Mais arrêtons là le jeu des comparaisons. Comme dit au début de cet article, le Libanais de naissance est unique et inclassable. Il est fort et il le sait. Comme tout rappeur qui se respecte, il n’hésite pas à louer ses propres mérites en parlant de lui même à la troisième personne et à se revendiquer au dessus des autres rappeurs. La différence se situe dans la façon de le dire en mettant l’écriture au dessus de tout. Le dernier morceau du projet « Sky on the rocks » en est la parfaite illustration. Quand il s’y vante, c’est en précisant que ce n’est pas de l’egotrip mais de la clairvoyance. Et en clamant également, que pour être le plus fort, il n’a « pas besoin d’autotune mais juste qu’on le laisse seul avec 20 consonnes et 6 voyelles ». Tout est dit. 

On pourrait encore énumérer un bon nombre de phases incroyables de « Poésie d’une pulsion » tant BB Jaques écrit merveilleusement bien. On vous laisse écouter plusieurs fois le projet pour que vous appréciiez par vous même les multiples phases à tiroir qui le remplissent. Alors oui, la plume de l’artiste est de haute qualité. Cependant, « PdP » n’est pas un recueil de poésie. Puisque l’on parle ici d’un projet musical, il faut donc parler musique.

Poésie et musicalité

Et c’est là que la performance prend toute son ampleur.

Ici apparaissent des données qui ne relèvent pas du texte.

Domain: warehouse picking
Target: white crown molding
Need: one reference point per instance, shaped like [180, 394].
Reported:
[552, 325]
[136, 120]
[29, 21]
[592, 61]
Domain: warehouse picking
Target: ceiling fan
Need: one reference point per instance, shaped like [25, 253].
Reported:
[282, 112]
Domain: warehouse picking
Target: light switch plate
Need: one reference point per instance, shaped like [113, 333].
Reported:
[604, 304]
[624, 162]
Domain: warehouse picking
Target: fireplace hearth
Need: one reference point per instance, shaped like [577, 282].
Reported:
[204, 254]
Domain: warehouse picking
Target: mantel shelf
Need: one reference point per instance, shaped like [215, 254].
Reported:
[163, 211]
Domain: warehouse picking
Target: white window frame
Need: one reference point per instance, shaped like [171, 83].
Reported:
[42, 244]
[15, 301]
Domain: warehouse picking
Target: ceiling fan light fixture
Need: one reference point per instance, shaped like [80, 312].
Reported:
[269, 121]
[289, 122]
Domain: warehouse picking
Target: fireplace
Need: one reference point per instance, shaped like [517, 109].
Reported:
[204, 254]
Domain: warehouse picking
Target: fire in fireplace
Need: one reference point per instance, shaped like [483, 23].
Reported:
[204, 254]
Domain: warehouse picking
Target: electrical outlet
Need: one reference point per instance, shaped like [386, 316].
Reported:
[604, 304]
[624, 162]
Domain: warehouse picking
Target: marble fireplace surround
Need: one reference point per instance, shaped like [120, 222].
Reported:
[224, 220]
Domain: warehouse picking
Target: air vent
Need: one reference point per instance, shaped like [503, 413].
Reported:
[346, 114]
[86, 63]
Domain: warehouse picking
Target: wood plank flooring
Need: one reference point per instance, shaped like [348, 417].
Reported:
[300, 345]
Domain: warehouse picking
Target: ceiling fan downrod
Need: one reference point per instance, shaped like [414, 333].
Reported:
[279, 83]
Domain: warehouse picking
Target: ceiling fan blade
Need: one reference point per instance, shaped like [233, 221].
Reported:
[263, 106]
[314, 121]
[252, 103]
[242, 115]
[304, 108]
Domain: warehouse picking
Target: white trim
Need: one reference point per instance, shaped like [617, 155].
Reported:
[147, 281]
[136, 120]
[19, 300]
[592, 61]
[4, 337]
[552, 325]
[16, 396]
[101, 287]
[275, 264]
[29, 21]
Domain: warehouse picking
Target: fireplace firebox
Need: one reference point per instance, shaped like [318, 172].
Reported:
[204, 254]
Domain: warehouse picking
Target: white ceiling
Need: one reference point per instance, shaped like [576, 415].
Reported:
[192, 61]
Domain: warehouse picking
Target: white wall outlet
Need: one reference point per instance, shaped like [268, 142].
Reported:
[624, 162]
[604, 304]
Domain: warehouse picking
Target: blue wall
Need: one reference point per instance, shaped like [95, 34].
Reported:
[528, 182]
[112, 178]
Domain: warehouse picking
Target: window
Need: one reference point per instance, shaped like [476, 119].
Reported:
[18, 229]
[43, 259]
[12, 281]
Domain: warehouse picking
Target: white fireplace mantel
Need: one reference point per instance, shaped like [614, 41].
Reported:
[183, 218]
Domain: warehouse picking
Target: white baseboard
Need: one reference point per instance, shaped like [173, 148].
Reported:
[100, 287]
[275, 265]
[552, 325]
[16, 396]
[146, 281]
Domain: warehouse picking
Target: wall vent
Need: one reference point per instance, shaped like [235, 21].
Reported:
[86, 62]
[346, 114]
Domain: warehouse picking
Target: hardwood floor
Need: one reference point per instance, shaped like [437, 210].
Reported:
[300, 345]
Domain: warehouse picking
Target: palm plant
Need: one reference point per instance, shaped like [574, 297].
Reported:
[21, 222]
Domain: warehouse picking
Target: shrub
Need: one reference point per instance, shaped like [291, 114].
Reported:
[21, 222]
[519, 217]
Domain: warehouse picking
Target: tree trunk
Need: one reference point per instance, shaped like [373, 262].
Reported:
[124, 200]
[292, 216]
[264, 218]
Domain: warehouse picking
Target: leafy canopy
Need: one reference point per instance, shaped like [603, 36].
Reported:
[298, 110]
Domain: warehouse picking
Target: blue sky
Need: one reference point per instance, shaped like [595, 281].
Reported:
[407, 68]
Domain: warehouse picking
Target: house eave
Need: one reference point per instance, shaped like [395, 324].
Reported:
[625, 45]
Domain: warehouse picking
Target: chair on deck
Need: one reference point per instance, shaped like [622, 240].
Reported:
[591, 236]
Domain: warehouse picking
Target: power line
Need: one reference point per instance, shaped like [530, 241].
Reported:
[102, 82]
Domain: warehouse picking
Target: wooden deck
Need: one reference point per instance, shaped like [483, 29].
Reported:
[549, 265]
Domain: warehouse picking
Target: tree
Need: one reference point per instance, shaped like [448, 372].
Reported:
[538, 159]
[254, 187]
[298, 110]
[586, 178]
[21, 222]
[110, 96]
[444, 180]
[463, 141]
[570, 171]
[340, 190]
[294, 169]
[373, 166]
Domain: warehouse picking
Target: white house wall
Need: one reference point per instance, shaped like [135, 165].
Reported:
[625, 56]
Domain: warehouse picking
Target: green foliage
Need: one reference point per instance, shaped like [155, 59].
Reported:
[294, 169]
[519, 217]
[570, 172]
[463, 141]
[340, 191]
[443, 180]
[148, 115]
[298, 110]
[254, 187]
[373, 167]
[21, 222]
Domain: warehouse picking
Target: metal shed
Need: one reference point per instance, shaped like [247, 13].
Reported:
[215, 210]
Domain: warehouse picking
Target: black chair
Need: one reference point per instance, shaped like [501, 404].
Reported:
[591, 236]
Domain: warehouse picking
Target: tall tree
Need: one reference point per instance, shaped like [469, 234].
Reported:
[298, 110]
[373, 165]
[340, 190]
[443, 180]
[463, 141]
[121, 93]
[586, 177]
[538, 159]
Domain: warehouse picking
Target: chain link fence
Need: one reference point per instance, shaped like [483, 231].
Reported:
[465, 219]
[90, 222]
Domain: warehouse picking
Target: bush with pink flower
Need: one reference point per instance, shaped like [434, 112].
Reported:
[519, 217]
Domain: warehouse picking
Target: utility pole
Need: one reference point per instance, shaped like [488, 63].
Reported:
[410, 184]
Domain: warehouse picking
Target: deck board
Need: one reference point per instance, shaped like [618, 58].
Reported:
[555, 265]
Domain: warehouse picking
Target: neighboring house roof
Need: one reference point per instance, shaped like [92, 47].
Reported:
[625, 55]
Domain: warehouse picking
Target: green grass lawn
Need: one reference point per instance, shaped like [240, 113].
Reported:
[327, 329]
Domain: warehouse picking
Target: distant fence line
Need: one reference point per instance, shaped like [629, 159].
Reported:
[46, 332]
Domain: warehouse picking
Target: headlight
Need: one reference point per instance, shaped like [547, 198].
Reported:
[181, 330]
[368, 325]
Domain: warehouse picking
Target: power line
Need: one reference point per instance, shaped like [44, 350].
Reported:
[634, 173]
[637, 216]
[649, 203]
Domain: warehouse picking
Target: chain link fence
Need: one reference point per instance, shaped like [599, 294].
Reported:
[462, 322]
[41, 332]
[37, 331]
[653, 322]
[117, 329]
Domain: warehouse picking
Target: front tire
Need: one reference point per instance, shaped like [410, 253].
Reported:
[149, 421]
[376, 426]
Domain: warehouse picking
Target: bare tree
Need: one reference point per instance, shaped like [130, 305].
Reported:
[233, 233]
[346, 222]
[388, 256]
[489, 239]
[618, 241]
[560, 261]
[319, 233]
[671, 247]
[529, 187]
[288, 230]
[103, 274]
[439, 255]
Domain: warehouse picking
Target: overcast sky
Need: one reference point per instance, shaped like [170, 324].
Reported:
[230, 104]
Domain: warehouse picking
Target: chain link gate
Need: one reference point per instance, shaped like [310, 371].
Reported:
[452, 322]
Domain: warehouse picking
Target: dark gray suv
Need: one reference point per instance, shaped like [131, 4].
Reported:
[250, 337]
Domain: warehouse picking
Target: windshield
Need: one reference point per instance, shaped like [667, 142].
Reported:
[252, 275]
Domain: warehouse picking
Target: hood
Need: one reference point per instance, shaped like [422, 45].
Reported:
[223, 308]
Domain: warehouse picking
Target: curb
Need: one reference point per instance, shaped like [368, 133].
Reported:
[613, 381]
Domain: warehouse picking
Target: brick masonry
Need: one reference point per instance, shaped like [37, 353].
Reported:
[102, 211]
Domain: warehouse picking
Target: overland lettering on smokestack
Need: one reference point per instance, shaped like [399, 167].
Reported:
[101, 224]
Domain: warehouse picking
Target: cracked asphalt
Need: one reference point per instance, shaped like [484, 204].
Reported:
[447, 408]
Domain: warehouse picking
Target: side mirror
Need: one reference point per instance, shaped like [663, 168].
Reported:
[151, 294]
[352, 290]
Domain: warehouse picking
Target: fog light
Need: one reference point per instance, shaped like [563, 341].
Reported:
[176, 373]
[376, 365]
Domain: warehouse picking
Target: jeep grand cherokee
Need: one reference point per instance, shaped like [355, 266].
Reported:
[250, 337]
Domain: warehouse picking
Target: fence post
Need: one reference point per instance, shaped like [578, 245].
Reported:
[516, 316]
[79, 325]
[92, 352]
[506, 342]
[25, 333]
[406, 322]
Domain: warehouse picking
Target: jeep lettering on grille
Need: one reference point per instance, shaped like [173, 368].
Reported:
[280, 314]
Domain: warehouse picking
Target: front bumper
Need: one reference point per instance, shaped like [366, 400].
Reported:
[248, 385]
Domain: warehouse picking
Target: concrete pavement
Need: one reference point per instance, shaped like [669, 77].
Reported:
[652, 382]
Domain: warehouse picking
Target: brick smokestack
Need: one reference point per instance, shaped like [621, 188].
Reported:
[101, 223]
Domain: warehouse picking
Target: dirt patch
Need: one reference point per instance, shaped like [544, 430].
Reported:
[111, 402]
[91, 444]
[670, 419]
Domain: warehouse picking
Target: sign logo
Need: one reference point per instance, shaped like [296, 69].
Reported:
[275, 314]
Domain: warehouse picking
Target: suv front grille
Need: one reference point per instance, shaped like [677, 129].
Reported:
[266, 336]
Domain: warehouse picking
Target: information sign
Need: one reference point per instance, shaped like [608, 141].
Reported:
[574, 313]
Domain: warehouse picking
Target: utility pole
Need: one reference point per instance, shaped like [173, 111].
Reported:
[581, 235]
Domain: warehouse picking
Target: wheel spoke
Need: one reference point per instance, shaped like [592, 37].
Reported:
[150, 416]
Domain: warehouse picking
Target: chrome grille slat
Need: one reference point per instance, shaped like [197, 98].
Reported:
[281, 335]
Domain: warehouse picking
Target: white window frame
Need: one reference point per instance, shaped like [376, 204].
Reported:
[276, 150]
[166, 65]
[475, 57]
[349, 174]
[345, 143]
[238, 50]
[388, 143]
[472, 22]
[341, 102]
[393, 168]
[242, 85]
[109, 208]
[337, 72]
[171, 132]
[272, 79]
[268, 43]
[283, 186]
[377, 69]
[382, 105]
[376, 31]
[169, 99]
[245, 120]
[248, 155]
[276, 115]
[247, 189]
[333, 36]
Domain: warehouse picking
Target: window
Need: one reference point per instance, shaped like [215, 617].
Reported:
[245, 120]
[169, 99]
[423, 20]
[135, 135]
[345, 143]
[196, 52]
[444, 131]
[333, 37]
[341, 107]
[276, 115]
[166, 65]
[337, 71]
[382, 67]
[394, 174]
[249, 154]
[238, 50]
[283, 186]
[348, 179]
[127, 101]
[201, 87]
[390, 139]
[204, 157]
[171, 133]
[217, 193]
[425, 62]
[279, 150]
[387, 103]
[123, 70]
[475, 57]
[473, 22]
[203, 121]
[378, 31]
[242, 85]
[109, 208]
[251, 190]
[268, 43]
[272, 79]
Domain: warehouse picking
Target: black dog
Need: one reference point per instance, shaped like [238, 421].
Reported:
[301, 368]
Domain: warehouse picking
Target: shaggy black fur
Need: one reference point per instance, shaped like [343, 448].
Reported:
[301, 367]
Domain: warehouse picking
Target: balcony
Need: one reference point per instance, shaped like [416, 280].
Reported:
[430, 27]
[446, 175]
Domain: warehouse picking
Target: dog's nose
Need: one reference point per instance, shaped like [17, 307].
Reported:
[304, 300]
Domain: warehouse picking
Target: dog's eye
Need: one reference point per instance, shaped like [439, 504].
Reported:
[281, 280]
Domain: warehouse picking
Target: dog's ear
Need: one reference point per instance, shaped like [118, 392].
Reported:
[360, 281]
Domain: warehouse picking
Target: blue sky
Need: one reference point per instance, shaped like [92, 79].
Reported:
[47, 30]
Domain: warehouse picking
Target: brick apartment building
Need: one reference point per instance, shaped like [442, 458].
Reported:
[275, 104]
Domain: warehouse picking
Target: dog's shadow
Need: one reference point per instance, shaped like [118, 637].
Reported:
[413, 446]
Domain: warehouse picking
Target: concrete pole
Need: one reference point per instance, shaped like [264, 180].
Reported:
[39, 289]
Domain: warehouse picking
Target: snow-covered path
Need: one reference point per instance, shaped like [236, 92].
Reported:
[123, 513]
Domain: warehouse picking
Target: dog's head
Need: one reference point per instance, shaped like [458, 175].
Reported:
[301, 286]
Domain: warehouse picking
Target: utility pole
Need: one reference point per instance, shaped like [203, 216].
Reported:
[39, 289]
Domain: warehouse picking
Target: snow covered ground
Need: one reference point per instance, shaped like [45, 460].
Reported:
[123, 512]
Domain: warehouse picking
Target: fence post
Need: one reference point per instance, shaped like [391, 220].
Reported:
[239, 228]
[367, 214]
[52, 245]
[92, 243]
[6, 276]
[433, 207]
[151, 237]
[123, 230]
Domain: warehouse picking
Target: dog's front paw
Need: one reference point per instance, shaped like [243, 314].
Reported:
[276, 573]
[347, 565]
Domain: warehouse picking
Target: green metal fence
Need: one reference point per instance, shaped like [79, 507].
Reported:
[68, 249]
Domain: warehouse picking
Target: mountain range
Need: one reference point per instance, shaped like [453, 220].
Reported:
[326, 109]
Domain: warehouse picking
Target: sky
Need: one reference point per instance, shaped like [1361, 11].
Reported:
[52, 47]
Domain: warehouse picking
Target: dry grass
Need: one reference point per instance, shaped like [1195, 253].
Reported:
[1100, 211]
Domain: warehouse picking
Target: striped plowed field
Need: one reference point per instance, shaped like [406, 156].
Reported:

En effet, le poète parisien rappe bien, voir très bien. Il respecte tous les fondamentaux de son art mais y ajoute une grande touche d’interprétation. L’auditeur capte ainsi la rage, l’ambition, la tristesse et parfois le dépit que BB Jacques veut faire passer. Une palette d’émotion qu’il lâche de manière impulsive sur ses sons, un peu comme s’il peignait. Un fait qu’illustre bien la cover de l’EP.

Les prods ne sont pas en reste. Résolument modernes et planantes, elles sont l’écrin parfait à la poésie impétueuse de Jacques. Cette combinaison entre textes imagés, interprétation de haute tenue et prods ensorcelantes procurent à « PdP » un côté hyper cinématographique. Il n’y a qu’à écouter des titres comme « Carte postale », « Dystopia » ou « Mégot sur trottoir » pour réaliser le soin que BB Jacques et son entourage dont l’ingé son et beatmaker Pense ont apporté à la réalisation de ce disque. 

Pour conclure, vous l’aurez compris, à la rédaction d’Ignr, cet opus est un véritable coup de cœur. Et il y a fort à parier que nous ne serons pas les seuls à être sensible à ce mélange de rap pur, de poésie et de musicalité pointue que nous propose BB Jacques sur « Poésie d’une pulsion ». Un projet à écouter et à réécouter par un artiste à suivre de très près.